Video by ZZ Top
- Released: June 24, 2008
- Recorded: November 1, 2007
- Venue: Nokia Theatre (Grand Prairie, Texas)
- Genre: Rock
- Length: 154 minutes
- Label: Eagle Vision
- Director: Milton Lage
- Producer: Barry Ehrmann

ZZ Top chronology
| Greatest Hits (1992) | Live from Texas (2008) | Double Down Live: 1980 & 2008 (2009) |

= Live from Texas =

2008 live album by ZZ Top

Live from Texas is a live DVD/Blu-ray by ZZ Top.
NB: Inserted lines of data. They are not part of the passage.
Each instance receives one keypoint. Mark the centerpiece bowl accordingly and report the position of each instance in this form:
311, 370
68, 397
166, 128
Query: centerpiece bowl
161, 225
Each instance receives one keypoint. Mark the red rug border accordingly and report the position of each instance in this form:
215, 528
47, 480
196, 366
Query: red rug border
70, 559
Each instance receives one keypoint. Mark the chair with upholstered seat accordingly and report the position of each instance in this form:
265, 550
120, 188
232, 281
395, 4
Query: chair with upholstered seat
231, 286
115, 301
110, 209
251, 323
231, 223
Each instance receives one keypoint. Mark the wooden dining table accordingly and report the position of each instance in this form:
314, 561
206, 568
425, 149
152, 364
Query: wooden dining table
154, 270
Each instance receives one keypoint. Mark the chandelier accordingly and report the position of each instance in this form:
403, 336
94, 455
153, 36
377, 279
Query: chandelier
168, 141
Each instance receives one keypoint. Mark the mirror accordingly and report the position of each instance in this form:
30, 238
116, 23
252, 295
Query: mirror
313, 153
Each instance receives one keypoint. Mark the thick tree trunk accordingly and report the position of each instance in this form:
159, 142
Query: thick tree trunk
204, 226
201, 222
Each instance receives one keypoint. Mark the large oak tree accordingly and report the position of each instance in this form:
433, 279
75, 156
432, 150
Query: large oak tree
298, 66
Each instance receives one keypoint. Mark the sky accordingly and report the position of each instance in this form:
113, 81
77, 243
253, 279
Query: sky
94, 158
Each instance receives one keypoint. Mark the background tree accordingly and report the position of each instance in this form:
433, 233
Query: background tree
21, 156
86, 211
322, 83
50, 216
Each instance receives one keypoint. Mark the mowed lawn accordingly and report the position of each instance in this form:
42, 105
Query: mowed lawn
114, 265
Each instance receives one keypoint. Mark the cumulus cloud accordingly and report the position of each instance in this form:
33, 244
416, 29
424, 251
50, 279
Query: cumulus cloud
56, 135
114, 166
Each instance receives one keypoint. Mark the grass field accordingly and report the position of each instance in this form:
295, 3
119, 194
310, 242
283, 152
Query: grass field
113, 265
It was recorded on November 1, 2007, at the Nokia Theatre in Grand Prairie, Texas, and released on June 24, 2008, by Eagle Rock Records. It was also released on audio CD in Europe on October 28, 2008, and in the US on November 4, 2008. A vinyl version is also available in Europe.

==Track listing==
All songs by Billy Gibbons, Dusty Hill, Frank Beard except where noted.

===DVD===
1. "Got Me Under Pressure" – 4:24
2. "Waitin' for the Bus" (Gibbons, Hill) – 2:54
3. "Jesus Just Left Chicago" – 4:58
4. "I'm Bad, I'm Nationwide" – 4:40
5. "Pincushion" – 5:06
6. "Cheap Sunglasses" – 4:50
7. "Pearl Necklace" – 3:49
8. "Heard It on the X" – 3:51
9. "Just Got Paid" (Gibbons, Bill Ham) – 7:35
10. "Rough Boy" – 6:29
11. "Blue Jean Blues" – 4:57
12. "Gimme All Your Lovin'" – 4:35
13. "Sharp Dressed Man" – 4:55
14. "Legs" – 5:19
15. "Tube Snake Boogie" – 3:03
16. "La Grange" – 7:41
17. "Tush" – 6:14

Foxy Lady was also played, but was included as bonus track on the DVD.

===CD===
Due to the CD having a shorter run time than the DVD, "Heard It on the X" and "Pincushion" are omitted from the CD. Foxy Lady was also played, but was not included on the CD.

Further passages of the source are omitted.